José ocupaba con su familia las habitaciones del segundo piso. Su mujer, Amelia, cocinaba y limpiaba, ayudada por su hija mayor, Carmen, que tenía 13 años; su hijo Vicente, de 11 años, hacía alguna labor con los animales en el corral y en el establo; y María, de 6 años, era aún demasiado pequeña para ayudar. Ocasionalmente solicitaba la colaboración de una vecina para realizar alguna tarea puntual de lavandería o cocina, pero durante la mayor parte del tiempo eran ellos, los miembros de la familia, dos adultos y dos niños, quienes hacían el trabajo cotidiano que requería el mesón.

Preocupado por el comportamiento tosco y hasta irrespetuoso de los soldados que hospedaban, y de los truhanes y prostitutas que por las tardes y noches merodeaban alrededor del mesón, molestos y amenazadores porque él les impedía la entrada, José decidió que su esposa y las dos niñas debían ir a pernoctar a otro sitio. Pero Amelia se resistió, aduciendo que no podía perder el tiempo yendo y viniendo a casa de su hermana todas las mañanas y noches.

A mayor abundamiento, resultó que el dinero que recibía por el alquiler de las tres habitaciones que tenía arrendadas a los marineros era escaso. Hasta que éstos llegaron, ganaba unos 128 pesos anuales, pero durante los últimos cinco meses apenas si había ingresado 40 pesos. Y esto era así porque, además de quedarse sin más clientela que la soldadesca, por el alquiler de sus tres mejores estancias tan solo recibía 30 pesos, un precio nada corriente, pese a lo que decía la orden real, ya que lo suyo sería que le pagaran 72 pesos, 24 por cada una. Así se lo hizo saber al superintendente en una carta que le remitió, luego de que el contador municipal, Antonio Fajardo, le denegase su justo valor. Aprovechó además dicha carta para lamentarse del grave perjuicio que sufría su mesón con la estancia de los soldados, debido a sus peleas y rencillas: «(?) y entre aquellos y los concurrentes, por hermanarse mal el petulante y desembarazado modo de dichos soldados y con los que aquel acuden, cuya opinion no solo servía á las familias de señoras forasteras, que regularmente huyen el roze y trato con soldados, si tambien a los hombres de forma que se ve dicho Meson quan abandonado», por lo que suplicaba que le pagaran un precio justo o «de lo contrario, mandar a dichos soldados desocupen sus respectivas abitaciones y se les coloque adonde les paresca la muy Ilustre Ciudad».

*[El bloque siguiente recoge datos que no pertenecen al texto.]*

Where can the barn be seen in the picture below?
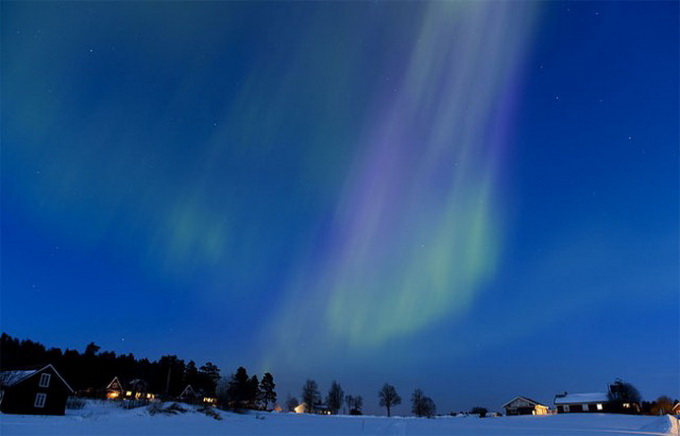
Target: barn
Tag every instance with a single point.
(34, 391)
(524, 406)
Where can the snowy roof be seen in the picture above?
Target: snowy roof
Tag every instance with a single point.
(528, 400)
(10, 378)
(596, 397)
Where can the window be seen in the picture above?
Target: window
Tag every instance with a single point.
(40, 400)
(44, 380)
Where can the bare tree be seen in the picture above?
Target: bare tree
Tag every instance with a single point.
(388, 397)
(422, 405)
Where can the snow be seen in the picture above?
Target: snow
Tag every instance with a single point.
(596, 397)
(102, 418)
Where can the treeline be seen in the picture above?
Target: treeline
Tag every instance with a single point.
(90, 371)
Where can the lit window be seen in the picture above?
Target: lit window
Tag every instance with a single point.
(44, 380)
(40, 400)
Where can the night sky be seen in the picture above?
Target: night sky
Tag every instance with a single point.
(477, 199)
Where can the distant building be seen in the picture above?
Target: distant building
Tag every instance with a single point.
(319, 409)
(597, 402)
(613, 401)
(34, 392)
(114, 390)
(524, 406)
(192, 396)
(136, 389)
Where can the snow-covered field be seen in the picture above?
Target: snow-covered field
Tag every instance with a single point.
(101, 419)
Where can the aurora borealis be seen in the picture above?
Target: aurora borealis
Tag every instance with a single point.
(365, 192)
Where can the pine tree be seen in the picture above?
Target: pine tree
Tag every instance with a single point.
(210, 373)
(310, 394)
(267, 386)
(237, 392)
(388, 397)
(253, 400)
(334, 398)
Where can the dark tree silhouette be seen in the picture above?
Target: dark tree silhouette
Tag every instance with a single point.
(334, 398)
(388, 398)
(209, 375)
(291, 403)
(267, 386)
(310, 395)
(422, 406)
(253, 399)
(237, 391)
(354, 404)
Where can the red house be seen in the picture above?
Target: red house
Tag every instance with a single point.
(34, 391)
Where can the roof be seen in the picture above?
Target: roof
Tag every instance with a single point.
(113, 381)
(596, 397)
(189, 390)
(12, 378)
(528, 400)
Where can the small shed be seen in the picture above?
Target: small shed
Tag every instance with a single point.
(34, 391)
(524, 406)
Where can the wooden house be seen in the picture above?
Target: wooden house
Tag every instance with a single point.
(524, 406)
(34, 392)
(616, 400)
(597, 402)
(136, 389)
(114, 390)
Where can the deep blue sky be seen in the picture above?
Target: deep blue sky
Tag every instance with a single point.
(478, 199)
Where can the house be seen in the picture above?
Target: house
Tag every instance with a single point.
(34, 391)
(114, 390)
(597, 402)
(190, 395)
(616, 400)
(524, 406)
(319, 409)
(137, 389)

A requerimiento del superintendente, el 29 de abril el corregidor alicantino había pedido un informe sobre el asunto en cuestión a la Junta de Propios y Arbitrios, la cual solicitó a su vez otro al regidor Tomás Biar. El 20 de mayo, éste propuso regular el alquiler de las tres habitaciones con 42 pesos más, accediendo así a lo reclamado por el dueño del mesón.

La Junta de Propios y Arbitrios había vuelto a reunirse esta misma mañana, 11 de junio, y, por la sonrisa que le ofrecía el regidor Biar, José adivinó que había sido aceptada su propuesta. Aunque la reputación del mesón quedaría gravemente dañada, al menos el perjuicio económico ya no sería tan importante, pensó.